How should I handle inherited members such as GetStuff() when documenting my code with XML comments which will be used with a tool such as Doxygen or Sandcastle? It seems wrong to just copy and paste the same description at each level. Should I be considering a different audience at the interface level vs the concrete class level? For example the documentation for GetStuff() at the interface may consider people implementing the interface, whereas the documentation at the concrete level may instead consider people who will be using the class?
Document the interface method according to its code contract. Do not comment on its implementation, only on its semantic purpose, i.e. what it’s supposed to do, not how. The audience for this documentation is both your implementors and your users: the method will both be implemented as well as called.
Document the abstract method simply by saying that it implements the interface method and linking to it. There is nothing extra to be said about it, and duplicating the comment violates the DRY (Don’t Repeat Yourself) principle: you would have to remember to make any change to it in both places. (Of course, in the case of an abstract method that doesn’t implement an interface method, document it in the same way that you would document an interface method.)

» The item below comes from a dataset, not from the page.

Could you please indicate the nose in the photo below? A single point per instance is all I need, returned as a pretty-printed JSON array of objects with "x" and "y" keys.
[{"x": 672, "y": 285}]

Document the concrete implementation by saying that it implements the interface method and/or that it overrides the abstract member. Optionally add information about its implementation if it is relevant to the caller — for example, its performance characteristics, or situations in which it might throw, etc.
remark
on part of post
by Eric Anastas
It seems wrong to just copy and paste
the same description at each level.
I can imagine it being wrong to just copy. It is however possible to let doxygen copy it for you and then change what you would like to change for that implementation/scope.